What makes the software as a service business so attractive is that once the software is developed, it typically shouldn't cost much to provide it as an ongoing service to customers. Marqeta's gross profit margin, an important metric measuring how much money there's left after paying for servers, licenses, technical support, and other necessary running expenses, was 70% in Q4.
That means that for every $1 in revenue the company had $0.70 left to spend on developing new products, sales and marketing, and general administrative overhead. Despite improving significantly since the last quarter (after the change in the accounting approach), Marqeta's gross margin is still lower than that of a typical SaaS businesses. Gross margin has a major impact on a company’s ability to develop new products and invest in marketing, which may ultimately determine the winner in a competitive market. This makes it a critical metric to track for the long-term investor.
Cash Is King
If you've followed StockStory for a while, you know that we emphasize free cash flow. Why, you ask? We believe that in the end, cash is king, and you can't use accounting profits to pay the bills. Marqeta's free cash flow came in at $14.08 million in Q4, roughly the same as last year.
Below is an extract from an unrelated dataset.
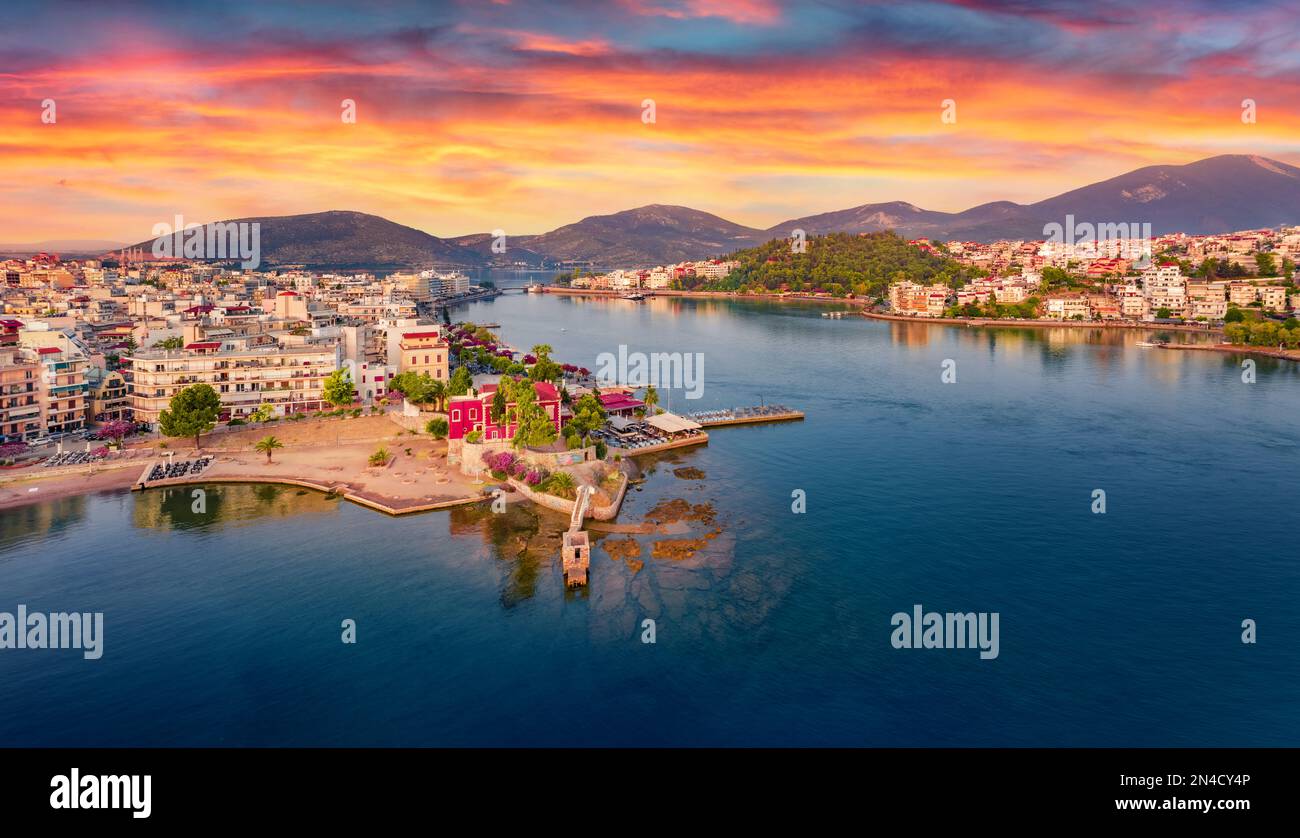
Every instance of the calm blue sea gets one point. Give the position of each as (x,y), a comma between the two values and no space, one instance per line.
(1117,629)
Marqeta has generated $17.94 million in free cash flow over the last 12 months, or 2.7% of revenue. This FCF margin enables it to reinvest in its business without depending on the capital markets.
Key Takeaways from Marqeta's Q4 Results
We were excited Marqeta's revenue outperformed Wall Street's estimates. Positive free cash flow is a plus, although we some investors might want to see a stronger improvement. The market was likely expecting more, however, and the stock is down 4.4% after reporting, trading at $7.02 per share.
Is Now The Time?
When considering an investment in Marqeta, investors should take into account its valuation and business qualities as well as what's happened in the latest quarter.
We cheer for everyone who's making the lives of others easier through technology, but in case of Marqeta, we'll be cheering from the sidelines. Although its , Wall Street expects growth to deteriorate from here. And while its very efficient customer acquisition hints at the potential for strong profitability, the downside is its gross margins show its business model is much less lucrative than the best software businesses. On top of that, its low free cash flow margins give it little breathing room.
Given its price-to-sales ratio based on the next 12 months is 7.5x, Marqeta is priced with expectations of a long-term growth, and there's no doubt it's a bit of a market darling, at least for some. While we have no doubt one can find things to like about the company, and the price is not completely unreasonable, we think that at the moment there might be better opportunities in the market.
Wall Street analysts covering the company had a one-year price target of $7.41 per share right before these results (compared to the current share price of $7.02).